On the MIRS Monday podcast, democrat operative Mark Grebner, who was one of the plotters behind the Michigan Independent Redistricting Commission, revealed that it was actually fraudulently designed to allow more gerrymandering.
This isn't a surprise to those who closely studied the proposal. But it should be news to the millions of voters who assumed that the proposal was intended to produce reasonable district maps. The proposal has a ranked list of priorities that the commission is supposed to follow. At the top of the list are nearly equal populations, following the Voting Rights Act, and being contiguous, which were already law prior to the proposal. After that, the commission is instructed to draw districts based on 'communities of interest'.
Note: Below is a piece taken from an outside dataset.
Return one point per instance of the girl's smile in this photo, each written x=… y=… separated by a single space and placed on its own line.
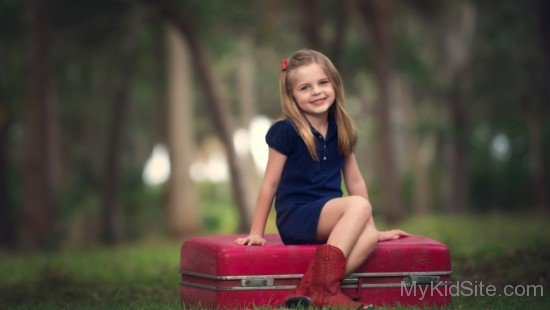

What are they? Since there is no objective definition, a community of interest can be anything the commissioners want it to be. Moreover, this concept has been used to ignore traditional redistricting criteria like compactness that minimizing county and city splits.
The key quote came 22 minutes into the podcast:
'Communities of interest' is a will-o'-the-wisp. It's a reef of smoke. It can be whatever is necessary. And the crucial thing is who decides what's a community of interest that gets preserved. Answer: the commission does. Right? And who gets to review that? Frankly, nobody does. OK? So it's up to them. Now, was this originally intended? Yes. Yes. That's all I'm gonna say. Just, yes. That was built in, it was understood from the beginning.
Provisions further down the list like county integrity and compactness were never intended to be followed. The commission was set up to gerrymander in the name of 'communities of interest'. Will the commissioners allow themselves to be manipulated?